Recipe of the Week: Parmesan Chicken and Kale Salad
• Pam Olive Oil spray
• 1 1/2 pounds boneless, skinless chicken breasts, cut into 1/2-inch-thick strips
• Kosher salt
• Freshly ground black pepper
• 1 medium yellow onion, diced
• 3 cloves garlic, minced
• Pinch red pepper flakes
• 1 large bunch flat-leaf kale (about 12 ounces), stems removed and leaves coarsely chopped
• 1/2 cup dry white wine
• 1/4 cup grated Parmesan cheese
• 1 tablespoon freshly squeezed lemon juice
- Heat the Pam in a large skillet over medium heat until shimmering. Add the chicken, season with salt and pepper, and sauté until cooked through, 5 to 7 minutes. Transfer the chicken to a plate and cover to keep warm.
- Add the onion, garlic, and pepper flakes to the skillet.
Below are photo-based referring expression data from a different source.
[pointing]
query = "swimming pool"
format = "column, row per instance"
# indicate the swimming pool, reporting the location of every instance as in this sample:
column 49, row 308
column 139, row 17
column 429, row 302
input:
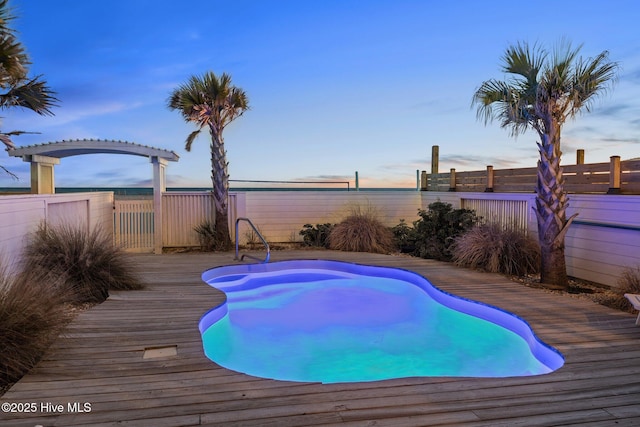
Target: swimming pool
column 331, row 321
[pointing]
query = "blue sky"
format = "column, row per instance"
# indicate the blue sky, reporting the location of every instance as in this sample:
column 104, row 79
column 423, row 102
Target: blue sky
column 334, row 86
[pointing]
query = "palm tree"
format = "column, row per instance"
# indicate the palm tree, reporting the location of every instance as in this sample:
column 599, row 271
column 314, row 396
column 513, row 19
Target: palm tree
column 209, row 101
column 543, row 91
column 16, row 89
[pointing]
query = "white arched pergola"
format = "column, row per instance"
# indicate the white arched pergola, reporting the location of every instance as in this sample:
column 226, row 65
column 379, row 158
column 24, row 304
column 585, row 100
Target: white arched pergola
column 43, row 157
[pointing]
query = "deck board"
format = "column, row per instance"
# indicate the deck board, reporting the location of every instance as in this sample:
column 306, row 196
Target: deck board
column 98, row 359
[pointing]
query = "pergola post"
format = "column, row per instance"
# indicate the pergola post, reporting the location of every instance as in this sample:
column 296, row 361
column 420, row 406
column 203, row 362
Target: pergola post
column 159, row 187
column 42, row 177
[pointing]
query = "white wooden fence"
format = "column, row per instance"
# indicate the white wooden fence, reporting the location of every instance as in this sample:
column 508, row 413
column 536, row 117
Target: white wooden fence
column 602, row 241
column 20, row 215
column 182, row 212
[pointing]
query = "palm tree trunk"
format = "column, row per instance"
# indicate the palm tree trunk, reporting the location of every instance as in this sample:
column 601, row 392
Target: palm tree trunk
column 220, row 181
column 551, row 205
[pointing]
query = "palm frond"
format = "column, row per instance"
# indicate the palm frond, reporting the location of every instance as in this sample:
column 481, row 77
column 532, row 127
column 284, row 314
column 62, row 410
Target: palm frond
column 33, row 94
column 521, row 60
column 592, row 77
column 192, row 137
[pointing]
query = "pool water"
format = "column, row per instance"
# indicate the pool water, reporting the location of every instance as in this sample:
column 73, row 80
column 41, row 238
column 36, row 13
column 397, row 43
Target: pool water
column 329, row 322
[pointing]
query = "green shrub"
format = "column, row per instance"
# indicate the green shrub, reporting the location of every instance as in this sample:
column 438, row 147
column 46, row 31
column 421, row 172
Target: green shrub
column 361, row 231
column 437, row 228
column 32, row 314
column 206, row 235
column 491, row 247
column 317, row 236
column 87, row 261
column 404, row 237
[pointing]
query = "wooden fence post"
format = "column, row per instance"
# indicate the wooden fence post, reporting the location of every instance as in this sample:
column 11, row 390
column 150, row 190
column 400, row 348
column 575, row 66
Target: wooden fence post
column 435, row 153
column 452, row 180
column 615, row 175
column 489, row 188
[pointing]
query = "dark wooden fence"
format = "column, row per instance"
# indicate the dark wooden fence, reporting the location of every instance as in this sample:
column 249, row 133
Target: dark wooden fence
column 615, row 177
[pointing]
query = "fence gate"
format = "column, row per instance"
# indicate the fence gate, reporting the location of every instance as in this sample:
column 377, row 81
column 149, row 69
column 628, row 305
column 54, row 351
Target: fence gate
column 133, row 225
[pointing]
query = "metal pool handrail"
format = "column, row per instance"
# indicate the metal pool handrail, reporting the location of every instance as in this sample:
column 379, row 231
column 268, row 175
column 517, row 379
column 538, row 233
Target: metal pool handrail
column 266, row 245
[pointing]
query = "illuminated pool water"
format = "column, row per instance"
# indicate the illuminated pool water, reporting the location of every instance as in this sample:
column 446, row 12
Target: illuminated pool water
column 330, row 321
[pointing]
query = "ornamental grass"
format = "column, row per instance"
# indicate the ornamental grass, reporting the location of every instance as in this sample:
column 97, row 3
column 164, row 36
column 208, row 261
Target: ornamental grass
column 87, row 262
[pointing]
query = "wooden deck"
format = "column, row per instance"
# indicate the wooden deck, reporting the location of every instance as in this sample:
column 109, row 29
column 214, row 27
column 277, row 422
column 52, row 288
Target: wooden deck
column 99, row 361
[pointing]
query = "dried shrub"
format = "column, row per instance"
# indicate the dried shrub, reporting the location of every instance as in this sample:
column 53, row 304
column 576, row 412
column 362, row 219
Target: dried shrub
column 88, row 262
column 32, row 314
column 361, row 231
column 493, row 248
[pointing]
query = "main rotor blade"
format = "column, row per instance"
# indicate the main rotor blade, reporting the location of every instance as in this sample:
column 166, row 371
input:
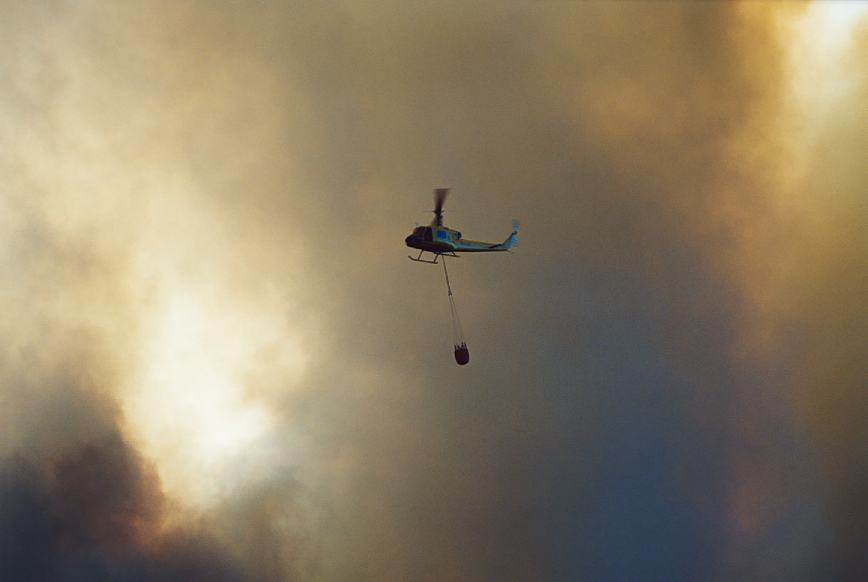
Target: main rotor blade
column 439, row 198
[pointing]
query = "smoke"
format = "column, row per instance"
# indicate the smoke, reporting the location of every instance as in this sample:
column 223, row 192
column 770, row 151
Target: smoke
column 218, row 365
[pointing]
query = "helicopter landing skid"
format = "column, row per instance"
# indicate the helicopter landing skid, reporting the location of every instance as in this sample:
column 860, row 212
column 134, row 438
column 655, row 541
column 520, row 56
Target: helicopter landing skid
column 419, row 259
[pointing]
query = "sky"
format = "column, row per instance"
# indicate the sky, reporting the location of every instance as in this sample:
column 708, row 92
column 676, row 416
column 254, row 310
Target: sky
column 217, row 362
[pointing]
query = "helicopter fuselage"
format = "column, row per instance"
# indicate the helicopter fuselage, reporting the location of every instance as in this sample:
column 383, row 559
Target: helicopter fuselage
column 440, row 239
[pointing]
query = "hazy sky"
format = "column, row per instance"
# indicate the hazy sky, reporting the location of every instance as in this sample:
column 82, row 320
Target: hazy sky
column 218, row 364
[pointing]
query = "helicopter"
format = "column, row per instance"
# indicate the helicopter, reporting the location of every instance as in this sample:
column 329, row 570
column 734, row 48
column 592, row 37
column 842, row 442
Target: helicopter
column 440, row 240
column 446, row 242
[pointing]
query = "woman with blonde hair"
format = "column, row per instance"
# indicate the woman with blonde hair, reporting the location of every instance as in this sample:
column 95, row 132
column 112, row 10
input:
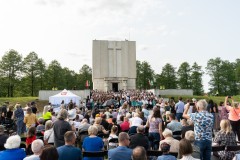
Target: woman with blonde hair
column 225, row 137
column 233, row 116
column 97, row 124
column 46, row 114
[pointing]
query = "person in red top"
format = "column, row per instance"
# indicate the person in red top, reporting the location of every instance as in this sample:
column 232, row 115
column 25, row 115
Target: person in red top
column 125, row 125
column 31, row 136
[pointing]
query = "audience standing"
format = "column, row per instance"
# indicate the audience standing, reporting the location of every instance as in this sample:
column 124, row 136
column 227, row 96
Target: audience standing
column 179, row 109
column 139, row 139
column 167, row 134
column 165, row 148
column 92, row 143
column 13, row 152
column 234, row 112
column 68, row 151
column 203, row 128
column 60, row 127
column 37, row 147
column 122, row 152
column 225, row 137
column 139, row 153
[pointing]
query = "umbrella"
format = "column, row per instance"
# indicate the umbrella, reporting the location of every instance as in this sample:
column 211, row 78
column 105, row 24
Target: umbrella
column 109, row 102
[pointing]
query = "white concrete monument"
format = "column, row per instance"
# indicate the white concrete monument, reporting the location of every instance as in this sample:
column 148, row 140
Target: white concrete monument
column 114, row 65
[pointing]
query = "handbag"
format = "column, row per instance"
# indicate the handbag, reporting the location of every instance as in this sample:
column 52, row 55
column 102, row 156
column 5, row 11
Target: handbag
column 46, row 141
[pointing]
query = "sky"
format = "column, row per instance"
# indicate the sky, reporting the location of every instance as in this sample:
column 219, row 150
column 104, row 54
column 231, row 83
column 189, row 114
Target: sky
column 165, row 31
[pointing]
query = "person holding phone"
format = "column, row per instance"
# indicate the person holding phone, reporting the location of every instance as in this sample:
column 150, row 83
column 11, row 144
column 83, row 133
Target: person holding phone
column 234, row 115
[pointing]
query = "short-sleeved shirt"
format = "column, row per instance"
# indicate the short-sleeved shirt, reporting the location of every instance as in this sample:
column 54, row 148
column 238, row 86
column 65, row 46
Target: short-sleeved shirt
column 180, row 107
column 92, row 144
column 203, row 124
column 69, row 152
column 60, row 127
column 154, row 124
column 47, row 115
column 174, row 126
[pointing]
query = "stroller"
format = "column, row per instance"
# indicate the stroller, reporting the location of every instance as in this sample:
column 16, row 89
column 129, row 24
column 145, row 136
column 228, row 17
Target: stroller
column 9, row 125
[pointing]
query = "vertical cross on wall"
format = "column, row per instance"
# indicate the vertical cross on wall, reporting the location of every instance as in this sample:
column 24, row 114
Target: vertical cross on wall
column 114, row 48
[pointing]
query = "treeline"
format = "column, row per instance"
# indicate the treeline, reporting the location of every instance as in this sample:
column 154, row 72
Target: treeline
column 25, row 76
column 225, row 77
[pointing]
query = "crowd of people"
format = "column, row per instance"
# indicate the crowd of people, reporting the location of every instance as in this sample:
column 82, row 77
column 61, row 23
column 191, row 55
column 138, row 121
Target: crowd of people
column 127, row 124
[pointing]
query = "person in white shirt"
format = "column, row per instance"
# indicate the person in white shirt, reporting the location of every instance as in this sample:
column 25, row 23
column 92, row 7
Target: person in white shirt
column 37, row 147
column 49, row 133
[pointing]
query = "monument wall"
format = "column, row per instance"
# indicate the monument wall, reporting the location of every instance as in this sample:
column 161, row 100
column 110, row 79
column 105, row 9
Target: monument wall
column 114, row 65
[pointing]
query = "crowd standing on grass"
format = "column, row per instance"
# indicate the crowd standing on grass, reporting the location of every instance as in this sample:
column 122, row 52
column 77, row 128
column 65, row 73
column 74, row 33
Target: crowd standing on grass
column 128, row 124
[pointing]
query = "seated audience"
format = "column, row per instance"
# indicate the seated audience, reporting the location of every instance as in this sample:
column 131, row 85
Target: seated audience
column 125, row 125
column 190, row 136
column 97, row 124
column 46, row 114
column 188, row 127
column 68, row 151
column 104, row 122
column 122, row 152
column 40, row 126
column 84, row 126
column 13, row 152
column 112, row 135
column 31, row 136
column 165, row 148
column 49, row 152
column 139, row 153
column 225, row 137
column 48, row 134
column 139, row 139
column 186, row 150
column 167, row 134
column 92, row 143
column 134, row 123
column 174, row 125
column 37, row 147
column 60, row 127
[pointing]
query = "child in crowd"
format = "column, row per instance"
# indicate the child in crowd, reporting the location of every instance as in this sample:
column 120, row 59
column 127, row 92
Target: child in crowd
column 112, row 135
column 40, row 126
column 31, row 136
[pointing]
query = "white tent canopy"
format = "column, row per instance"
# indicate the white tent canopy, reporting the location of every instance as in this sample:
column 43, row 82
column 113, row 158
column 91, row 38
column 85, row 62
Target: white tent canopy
column 65, row 95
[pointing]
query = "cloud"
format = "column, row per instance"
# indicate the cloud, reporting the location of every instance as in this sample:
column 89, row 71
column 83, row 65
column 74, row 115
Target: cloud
column 57, row 3
column 142, row 47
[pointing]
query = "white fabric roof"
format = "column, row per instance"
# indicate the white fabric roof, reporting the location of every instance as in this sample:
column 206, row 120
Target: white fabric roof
column 65, row 95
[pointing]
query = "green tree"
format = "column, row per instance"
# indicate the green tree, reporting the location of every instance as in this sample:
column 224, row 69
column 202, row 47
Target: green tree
column 167, row 78
column 184, row 73
column 11, row 67
column 85, row 74
column 196, row 79
column 41, row 76
column 145, row 75
column 30, row 68
column 223, row 77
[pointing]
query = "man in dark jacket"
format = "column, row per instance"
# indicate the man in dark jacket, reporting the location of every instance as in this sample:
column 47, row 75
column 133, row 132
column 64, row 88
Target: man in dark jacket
column 139, row 139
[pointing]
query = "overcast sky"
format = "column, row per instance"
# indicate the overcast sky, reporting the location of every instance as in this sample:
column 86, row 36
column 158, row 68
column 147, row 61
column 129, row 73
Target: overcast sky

Sauté until the onions are starting to soften, about 2 minutes. Stir in the kale, wine, and a pinch of salt. Cover and cook for about 5 minutes, stirring occasionally, until the kale is just tender.
- Return the chicken and any accumulated juices to the skillet. Add the Parmesan and lemon juice and stir to combine. Taste and season with more salt and pepper as needed.